Blas J. Muñoz. El tiempo es un juez implacable que juega con las arrugas de los recuerdos, los mismos de los que solo deja una parte a la vista de la rugosidad de los años que fueron. Hace poco, una fotografía -de las que salen del cajón de los recuerdos postrados-, nos retrotraía a un aniversario aun caliente en la memoria de quienes fueron testigos directos.
Uno de los mismos, su propio hacedor, que tan generosamente nos regaló algunas de sus impresiones acerca de la Virgen de la Caridad la pasada Cuaresma, posaba junto al busto de la Virgen que lo elevó al plano distinto de los artistas que han conseguido una gran obra. Una imagen de la Santísima Virgen que, para una generación fraguada a lo largo de un cuarto de siglo, ha sido mucho más de lo que pudieron imaginar.
Llevarla, o simplemente mirarla una noche húmeda de juventud hirviente, mirándola de frente, con descaro y arrobo a un mismo tiempo; o postrándose ante Ella en un Besamanos; quizá, observándola en la distancia exacta de un sentimiento con miles de aristas -porque Ella siempre ofrece una nueva arista, como acertadamente dijo un antiguo pregonero.
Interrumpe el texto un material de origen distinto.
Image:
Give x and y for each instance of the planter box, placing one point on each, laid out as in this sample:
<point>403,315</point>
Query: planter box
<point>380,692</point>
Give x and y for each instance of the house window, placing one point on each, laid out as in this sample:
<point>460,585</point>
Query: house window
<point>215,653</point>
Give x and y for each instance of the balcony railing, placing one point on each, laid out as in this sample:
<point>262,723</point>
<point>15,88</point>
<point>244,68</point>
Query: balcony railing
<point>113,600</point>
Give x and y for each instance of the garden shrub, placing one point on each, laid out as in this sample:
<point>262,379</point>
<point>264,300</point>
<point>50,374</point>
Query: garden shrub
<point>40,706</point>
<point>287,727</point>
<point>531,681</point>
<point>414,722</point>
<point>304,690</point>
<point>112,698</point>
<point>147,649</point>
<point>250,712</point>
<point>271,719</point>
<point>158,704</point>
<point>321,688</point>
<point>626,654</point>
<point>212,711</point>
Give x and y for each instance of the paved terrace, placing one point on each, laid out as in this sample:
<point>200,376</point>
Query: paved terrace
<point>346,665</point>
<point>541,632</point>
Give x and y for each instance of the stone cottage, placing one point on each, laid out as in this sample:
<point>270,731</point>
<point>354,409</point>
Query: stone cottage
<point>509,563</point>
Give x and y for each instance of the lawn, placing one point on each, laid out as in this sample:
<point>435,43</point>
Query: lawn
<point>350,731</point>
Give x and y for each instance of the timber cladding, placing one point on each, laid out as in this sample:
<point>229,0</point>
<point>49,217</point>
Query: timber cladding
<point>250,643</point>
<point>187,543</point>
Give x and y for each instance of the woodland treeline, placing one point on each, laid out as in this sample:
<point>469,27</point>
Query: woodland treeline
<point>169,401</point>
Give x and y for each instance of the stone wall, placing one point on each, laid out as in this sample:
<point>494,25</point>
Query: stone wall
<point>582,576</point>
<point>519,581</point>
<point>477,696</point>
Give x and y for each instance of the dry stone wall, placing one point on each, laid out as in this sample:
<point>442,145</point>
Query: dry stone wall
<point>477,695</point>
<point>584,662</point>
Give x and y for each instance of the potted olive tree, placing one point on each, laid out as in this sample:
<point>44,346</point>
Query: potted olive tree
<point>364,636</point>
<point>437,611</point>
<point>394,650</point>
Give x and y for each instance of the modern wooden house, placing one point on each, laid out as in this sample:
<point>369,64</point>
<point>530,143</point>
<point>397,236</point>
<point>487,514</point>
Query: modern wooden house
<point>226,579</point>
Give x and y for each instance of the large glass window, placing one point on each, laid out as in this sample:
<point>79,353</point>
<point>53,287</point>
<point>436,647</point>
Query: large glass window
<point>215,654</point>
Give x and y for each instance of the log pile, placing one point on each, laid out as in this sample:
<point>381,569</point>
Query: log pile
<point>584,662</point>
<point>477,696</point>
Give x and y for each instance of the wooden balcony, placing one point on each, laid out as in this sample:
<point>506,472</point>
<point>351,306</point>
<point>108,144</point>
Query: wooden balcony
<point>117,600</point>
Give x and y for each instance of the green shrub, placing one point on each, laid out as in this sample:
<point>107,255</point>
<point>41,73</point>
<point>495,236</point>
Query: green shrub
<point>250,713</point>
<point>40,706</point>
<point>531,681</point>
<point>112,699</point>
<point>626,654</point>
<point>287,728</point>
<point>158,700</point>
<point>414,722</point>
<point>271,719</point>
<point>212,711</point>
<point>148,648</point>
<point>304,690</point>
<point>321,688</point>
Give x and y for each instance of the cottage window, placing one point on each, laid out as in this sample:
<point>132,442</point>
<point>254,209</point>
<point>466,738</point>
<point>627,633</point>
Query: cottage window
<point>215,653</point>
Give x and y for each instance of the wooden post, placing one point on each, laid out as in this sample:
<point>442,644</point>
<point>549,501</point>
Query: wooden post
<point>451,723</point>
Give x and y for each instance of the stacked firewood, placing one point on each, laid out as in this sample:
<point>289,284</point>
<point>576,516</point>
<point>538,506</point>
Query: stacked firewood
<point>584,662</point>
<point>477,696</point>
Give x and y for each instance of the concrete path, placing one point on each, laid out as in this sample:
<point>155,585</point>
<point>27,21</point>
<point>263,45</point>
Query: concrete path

En la fotografía tan solo aparecen la Virgen de la Caridad y Miguel Ángel González Jurado. Solo hicieron falta dos, Ella y él, para iniciar un sueño que se perpetúa en los corazones que laten bajo la caída de sus párpados cada noche de Martes Santo, o cada día de la semana en que alguien se acerque en silencio a verla.